Around 78,833 workers went abroad in April, which is 24% down from a year ago, and is still higher than pre-Covid levels, according to labour recruiters. They said they are not “worried” about the decline and expect the complications in the hiring process to be resolved in the coming months.
This decline was attributed to a decrease in labour recruitment in Malaysia, the United Arab Emirates (UAE), Oman and Saudi Arabia.
Before the pandemic, Bangladesh used to send abroad an average of 60,000-70,000 workers every month.
Malaysia recruited more than 28,000 workers in March this year, but the number dropped to 18,000 in the following month.
Similarly, compared to March, at least 7,000, 6,000, and 3,000 fewer workers went to the UAE, Oman, and Saudi Arabia, respectively, in April.
“Actually, the fluctuation of 10,000-20,000 people is nothing to worry about. It indicates that in some months our process is slow, while in other months it is fast. Let’s see how many workers go by the end of the year,” Shamim Ahmed Chowdhury Noman, immediate-past secretary general of the Bangladesh Association of International Recruiting Agencies (Baira) told.
Citing an example, he said, “Now the visa process has slowed down a lot at the Saudi embassy. There is sometimes an opportunity to submit passports only one day a week. In such cases, they may not accept more than 10 books (passports). That is why many visas are not issued despite high demand.”
The recruiter further said that the Saudi embassy has announced the introduction of e-visa. Once implemented, an unlimited number of visas may be issued, and the normal rate of workers going there may resume next month.
Ali Haider Chowdhury, secretary general of Baira, however, said that demand for foreign workers in Middle Eastern countries is on the decline. “We sent six lakh people to Saudi Arabia last year. Will we be able to send a similar number of people this year too? Demand is low now.”
“Even the verification of worker demand documents from the Bangladesh Embassy in Riyadh faces delays,” he told, adding, “It takes 5-8 weeks for people to go abroad from India, Pakistan and Nepal, while Bangladeshis require 10-12 weeks.”

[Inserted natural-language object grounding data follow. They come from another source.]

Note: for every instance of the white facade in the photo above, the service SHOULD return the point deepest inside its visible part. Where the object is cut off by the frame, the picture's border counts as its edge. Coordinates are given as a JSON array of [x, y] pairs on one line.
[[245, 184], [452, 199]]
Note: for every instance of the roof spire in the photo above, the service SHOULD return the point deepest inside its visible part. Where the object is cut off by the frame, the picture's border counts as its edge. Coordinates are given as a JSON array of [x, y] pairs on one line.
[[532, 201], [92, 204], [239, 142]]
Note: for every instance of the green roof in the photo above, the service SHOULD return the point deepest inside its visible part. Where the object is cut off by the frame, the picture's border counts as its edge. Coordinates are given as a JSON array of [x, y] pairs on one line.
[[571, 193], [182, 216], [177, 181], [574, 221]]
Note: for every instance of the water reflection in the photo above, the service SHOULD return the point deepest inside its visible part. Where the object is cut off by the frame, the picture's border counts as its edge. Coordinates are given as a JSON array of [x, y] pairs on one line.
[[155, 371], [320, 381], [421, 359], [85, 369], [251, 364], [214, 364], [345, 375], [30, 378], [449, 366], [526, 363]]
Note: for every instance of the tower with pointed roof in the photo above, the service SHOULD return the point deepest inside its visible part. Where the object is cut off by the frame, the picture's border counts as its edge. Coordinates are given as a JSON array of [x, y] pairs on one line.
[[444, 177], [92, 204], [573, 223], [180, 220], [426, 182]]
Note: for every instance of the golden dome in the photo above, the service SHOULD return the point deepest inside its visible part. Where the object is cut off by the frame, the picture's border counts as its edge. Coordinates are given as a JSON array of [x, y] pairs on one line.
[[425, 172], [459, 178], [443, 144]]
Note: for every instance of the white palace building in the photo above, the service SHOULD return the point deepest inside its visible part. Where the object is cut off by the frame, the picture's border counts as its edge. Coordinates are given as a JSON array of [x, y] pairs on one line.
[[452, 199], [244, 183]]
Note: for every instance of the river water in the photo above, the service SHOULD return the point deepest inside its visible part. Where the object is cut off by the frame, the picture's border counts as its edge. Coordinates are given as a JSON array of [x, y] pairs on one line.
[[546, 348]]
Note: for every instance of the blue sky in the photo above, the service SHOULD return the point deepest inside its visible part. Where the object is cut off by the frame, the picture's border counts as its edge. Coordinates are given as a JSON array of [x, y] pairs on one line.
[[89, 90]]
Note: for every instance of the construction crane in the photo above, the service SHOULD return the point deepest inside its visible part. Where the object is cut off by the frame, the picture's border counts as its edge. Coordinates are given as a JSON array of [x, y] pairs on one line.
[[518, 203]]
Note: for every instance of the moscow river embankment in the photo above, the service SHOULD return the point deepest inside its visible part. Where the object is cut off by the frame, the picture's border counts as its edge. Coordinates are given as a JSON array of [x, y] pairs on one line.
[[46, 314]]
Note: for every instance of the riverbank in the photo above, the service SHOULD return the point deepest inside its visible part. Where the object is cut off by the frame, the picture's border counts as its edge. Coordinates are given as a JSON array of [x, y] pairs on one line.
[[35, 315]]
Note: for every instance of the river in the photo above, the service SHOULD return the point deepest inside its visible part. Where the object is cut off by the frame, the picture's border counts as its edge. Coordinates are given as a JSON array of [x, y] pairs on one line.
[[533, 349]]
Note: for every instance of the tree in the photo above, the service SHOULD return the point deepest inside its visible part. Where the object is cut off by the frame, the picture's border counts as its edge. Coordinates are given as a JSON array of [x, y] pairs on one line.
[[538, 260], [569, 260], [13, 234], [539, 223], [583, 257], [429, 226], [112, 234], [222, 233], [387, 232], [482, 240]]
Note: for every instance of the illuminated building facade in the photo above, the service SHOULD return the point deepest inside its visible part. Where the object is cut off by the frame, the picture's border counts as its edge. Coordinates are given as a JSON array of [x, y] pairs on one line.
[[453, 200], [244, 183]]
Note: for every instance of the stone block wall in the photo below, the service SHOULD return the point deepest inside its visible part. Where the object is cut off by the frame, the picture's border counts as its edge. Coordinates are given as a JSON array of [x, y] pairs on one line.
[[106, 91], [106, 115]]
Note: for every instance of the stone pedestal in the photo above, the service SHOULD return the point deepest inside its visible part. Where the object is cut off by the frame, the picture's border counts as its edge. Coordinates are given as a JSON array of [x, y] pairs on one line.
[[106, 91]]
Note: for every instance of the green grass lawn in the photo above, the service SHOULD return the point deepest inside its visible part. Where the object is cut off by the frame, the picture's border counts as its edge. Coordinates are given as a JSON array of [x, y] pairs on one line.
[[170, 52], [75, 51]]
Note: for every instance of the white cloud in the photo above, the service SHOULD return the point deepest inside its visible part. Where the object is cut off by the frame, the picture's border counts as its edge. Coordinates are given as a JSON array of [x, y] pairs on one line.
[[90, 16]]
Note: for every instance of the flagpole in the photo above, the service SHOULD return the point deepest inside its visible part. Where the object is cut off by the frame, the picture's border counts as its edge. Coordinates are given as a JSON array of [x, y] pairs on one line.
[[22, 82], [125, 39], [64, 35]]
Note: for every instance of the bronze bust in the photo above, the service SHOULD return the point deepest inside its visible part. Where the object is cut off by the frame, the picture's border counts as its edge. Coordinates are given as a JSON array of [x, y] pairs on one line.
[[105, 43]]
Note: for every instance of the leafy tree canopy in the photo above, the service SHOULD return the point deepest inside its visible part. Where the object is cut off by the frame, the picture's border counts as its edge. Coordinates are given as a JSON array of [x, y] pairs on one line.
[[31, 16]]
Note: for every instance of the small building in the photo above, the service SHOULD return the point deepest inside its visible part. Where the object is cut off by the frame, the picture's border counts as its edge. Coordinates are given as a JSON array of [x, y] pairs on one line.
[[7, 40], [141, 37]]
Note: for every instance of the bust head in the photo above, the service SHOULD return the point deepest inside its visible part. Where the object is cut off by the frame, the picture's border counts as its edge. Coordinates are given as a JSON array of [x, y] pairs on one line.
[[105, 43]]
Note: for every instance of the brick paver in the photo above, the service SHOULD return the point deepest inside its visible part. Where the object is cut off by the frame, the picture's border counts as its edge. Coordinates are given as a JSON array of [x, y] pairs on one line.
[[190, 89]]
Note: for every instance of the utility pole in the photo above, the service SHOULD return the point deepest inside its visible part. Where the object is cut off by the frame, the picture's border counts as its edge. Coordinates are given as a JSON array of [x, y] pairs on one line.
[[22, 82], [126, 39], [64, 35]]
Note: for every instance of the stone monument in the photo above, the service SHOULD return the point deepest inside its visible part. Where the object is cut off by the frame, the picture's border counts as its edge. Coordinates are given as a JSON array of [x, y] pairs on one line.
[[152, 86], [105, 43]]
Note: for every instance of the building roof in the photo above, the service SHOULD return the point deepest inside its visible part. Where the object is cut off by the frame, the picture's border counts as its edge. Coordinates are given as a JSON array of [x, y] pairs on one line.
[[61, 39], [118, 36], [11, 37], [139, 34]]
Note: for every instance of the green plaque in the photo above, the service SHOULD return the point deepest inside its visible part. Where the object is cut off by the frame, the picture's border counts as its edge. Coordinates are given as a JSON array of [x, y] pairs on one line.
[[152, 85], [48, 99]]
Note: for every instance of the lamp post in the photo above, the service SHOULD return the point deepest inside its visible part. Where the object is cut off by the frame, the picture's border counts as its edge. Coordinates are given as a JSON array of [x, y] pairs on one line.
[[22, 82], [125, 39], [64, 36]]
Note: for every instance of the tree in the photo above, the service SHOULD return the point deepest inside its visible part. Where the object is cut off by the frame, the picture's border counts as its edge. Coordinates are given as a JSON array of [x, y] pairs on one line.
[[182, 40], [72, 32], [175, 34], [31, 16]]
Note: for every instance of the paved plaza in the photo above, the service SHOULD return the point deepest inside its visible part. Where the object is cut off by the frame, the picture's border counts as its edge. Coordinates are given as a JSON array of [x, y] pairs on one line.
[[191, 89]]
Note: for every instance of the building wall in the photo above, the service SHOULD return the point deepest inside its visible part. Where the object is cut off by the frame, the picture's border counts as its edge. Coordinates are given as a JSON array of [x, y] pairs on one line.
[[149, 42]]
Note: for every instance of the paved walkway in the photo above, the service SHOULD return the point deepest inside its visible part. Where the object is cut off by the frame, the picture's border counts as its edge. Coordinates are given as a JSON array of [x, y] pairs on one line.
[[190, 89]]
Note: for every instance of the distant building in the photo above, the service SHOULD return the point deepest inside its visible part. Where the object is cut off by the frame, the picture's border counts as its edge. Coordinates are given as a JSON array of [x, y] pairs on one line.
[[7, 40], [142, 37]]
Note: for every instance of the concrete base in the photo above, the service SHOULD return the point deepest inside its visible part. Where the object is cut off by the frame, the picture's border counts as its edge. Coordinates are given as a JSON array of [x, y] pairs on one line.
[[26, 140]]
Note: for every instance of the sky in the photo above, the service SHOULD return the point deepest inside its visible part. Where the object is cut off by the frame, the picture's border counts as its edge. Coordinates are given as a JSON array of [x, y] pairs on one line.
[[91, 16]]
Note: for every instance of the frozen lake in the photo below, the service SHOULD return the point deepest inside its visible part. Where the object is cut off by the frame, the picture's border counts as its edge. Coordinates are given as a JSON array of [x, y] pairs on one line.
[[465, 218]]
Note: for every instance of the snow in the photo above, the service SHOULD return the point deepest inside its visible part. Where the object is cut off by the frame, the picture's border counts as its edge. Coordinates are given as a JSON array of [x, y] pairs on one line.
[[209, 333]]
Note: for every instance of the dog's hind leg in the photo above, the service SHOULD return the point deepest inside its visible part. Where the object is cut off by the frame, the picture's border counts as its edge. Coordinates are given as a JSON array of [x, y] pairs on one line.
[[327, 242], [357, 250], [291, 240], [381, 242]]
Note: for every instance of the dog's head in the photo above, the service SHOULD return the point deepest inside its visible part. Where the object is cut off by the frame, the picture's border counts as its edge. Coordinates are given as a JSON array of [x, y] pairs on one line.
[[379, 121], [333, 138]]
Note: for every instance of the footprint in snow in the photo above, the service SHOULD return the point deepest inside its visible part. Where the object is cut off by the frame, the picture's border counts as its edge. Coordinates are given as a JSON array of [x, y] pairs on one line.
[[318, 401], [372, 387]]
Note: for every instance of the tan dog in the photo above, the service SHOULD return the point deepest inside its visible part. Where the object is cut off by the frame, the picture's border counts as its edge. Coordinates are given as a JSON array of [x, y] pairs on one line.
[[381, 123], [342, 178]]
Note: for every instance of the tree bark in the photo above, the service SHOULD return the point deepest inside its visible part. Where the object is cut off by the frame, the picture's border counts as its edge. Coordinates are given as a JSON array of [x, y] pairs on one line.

Meanwhile, demand for workers in the construction sector of government projects in Dubai has decreased, according to officials.
That is why the visa process is slow there. There are some people going into the service sector for semi-government and private sectors, they added.
Remittance inflow has also slowed. According to the central bank, Bangladesh received $1.68 billion in April, which is 16.28% down from $2.01 billion a year ago.
MiGRAMS slows migration to Malaysia
Meanwhile, the process in Malaysia has slowed down due to the MiGRAMS top-up, according to recruiters.
The top-up e-wallet, the only system available under the MiGRAMS portal to pay workers’ registration fees for Bangladeshis heading to Malaysia, has been out of operation for the last two months, effectively preventing dozens of agencies from exporting manpower.
MiGRAMS is an online portal where every aspirant worker needs to be registered to undergo health screening by paying a 100 ringgit registration fee.
Thus, many recruiting agencies are being deprived, despite having adequate demand for workers.
Though Malaysian employers supplied demand orders for around three lakh workers, only half the number were recruited till April.
Meanwhile, Md Tipu Sultan, joint secretary of Baira, blamed the syndication system of recruiters sending workers to Malaysia for the slow hiring process.
Currently, only 100 agencies are allowed to send workers to Malaysia.